Lear v. Lear

HOBSON, Justice.

Eleanor Leslie Lear filed suit against her husband Edward L. Lear predicated upon willful, obstinate and continued desertion for a period of more than one year. Substituted service was effected. The notice mailed to Mr. Lear was not returned to the Clerk of the Circuit Court. It therefore must be assumed that the defendant husband received the notice and was apprised of the charge made by his wife. Decree pro confesso was entered against him. The matter was referred to a Special Master who, after hearing all the evidence, recommended the entry of a decree of divorce in favor of Mrs. Lear.

The Chancellor did not follow the recommendation of the Special Master because, as he stated, “ * * * it is the opinion and finding of the Court that Plaintiff failed to produce corroborative evidence as to essential facts, namely, that Defendant’s desertion of Plaintiff had been willful and obstinate. Bowersox v. Bowersox, 157 Md. 476, 146 A. 266 [65 A.L.R. 165], ‡ ‡ * »

It is clear that the question presented is whether the evidence and the proper inferences deducible therefrom sustain the charge that Mr. Lear’s desertion of his wife was willful and obstinate.

We shall first deal with the Maryland case of Bowersox v. Bowersox, which was relied upon by the Chancellor. In that case the husband, who was the plaintiff, had left his wife. In such a situation it is necessary in order to establish constructive desertion that there be corroboration of the facts, if it be a fact, that the husband had just cause for leaving his wife. The corroborating witnesses’ testimony in the Bowersox case did not directly or by reasonable inference lend strength to, or make more credible the testimony of Mr. Bowersox on this vital point. In the instant case the charge is one of actual — not constructive — desertion and its proof is less complicated if, indeed, the threshold of proof is not lower. We have no criticism of the Bowersox opinion to offer, but it is not sufficiently analogous to be persuasive in the case now before us.

Eleanor Leslie Lear testified in substance that: she and her husband were married October 2, 1954, in Easton, Pennsylvania; they came to live in Florida a few days after their marriage; her husband deserted her on October 9, 1954; just prior to such desertion he stated “he didn’t think he cared too much for marriage that he would rather be a bachelor and he didn’t care too much for looking for work either”; she came home from work on October 9, 1954, and found that he had left their home, had taken “all his belongings” with him and she never heard from him after that.

Mrs. Lear produced two witnesses who, after testifying to her residence in Florida for more than the period required by our statute, stated under oath that they had never met Edward L. Lear but knew for *521a fact neither he nor any other man had lived with Eleanor Leslie Lear as her husband for over a year.

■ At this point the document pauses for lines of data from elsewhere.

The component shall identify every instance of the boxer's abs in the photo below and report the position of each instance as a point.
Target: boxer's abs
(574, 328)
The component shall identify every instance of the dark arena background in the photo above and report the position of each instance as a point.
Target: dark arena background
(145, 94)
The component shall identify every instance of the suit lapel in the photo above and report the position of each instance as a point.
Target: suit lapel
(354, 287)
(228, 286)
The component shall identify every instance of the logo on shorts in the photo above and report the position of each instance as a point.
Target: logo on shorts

From the testimony of the corroborating witnesses there flows only one reasonable, and indeed inescapable, inference which is that Mr. Lear was guilty of having lived apart from his wife and neglected his marital duties for a period greater than one year. An inference of this character is by law elevated for the purpose of further inference to the dignity of an established fact. It may independently, or together with other established facts, become a predicate for a further inference, contrary to the general rule that one inference may not be superimposed upon another. Voelker v. Combined Ins. Co. of America, Fla., 73 So.2d 403.

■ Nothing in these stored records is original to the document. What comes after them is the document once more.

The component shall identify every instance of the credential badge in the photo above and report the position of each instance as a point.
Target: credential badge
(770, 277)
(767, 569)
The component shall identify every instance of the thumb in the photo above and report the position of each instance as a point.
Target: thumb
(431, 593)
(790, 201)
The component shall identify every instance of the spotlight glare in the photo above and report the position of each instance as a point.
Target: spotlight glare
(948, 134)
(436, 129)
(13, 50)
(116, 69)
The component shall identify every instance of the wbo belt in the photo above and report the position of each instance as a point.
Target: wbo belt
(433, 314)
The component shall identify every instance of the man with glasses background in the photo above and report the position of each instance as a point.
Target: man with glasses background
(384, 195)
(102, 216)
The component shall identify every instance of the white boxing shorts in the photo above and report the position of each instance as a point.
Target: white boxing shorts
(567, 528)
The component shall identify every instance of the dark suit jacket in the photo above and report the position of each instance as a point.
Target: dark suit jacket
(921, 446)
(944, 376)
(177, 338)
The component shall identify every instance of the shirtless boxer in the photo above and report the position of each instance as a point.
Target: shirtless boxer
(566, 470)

This inference so dignified, considered in connection with the evidence as a whole, gives rise to the further inference that such desertion was willful and obstinate, for otherwise Mr. Lear would have returned and resumed his marital obligations. Such reasonable inference preponderates over all other reasonable inferences. The testimony of the corroborating witnesses and the inferences appropriately deduced therefrom lend credence to and strengthen Mrs. Lear’s testimony. In other words, the test applicable to the sufficiency of corroborative evidence has been satisfied. The generally accepted rule is that in the absence of collusion corroboration need only be slight. The record in the instant case does not disclose, nor does it even suggest, collusion.

We are constrained, therefore, to hold that the learned Chancellor erred in denying a divorce to, and dismissing the complaint of, Eleanor Leslie Lear. Were we to rule otherwise, no one in Mrs. Lear’s position could ever secure a divorce unless such person, which would seldom, if ever, be the case, could produce witnesses who actually heard the offending spouse state that he or she intended, upon leaving his or her mate, never to return. The cause is reversed with directions to the Chancellor to enter a decree of divorce as prayed for in the complaint.

Reversed with directions.

THOMAS, Acting Chief Justice, and ROBERTS, DREW and THORNAL, JJ., concur. O’CONNELL, J., dissents. TERRELL, C. J., not participating.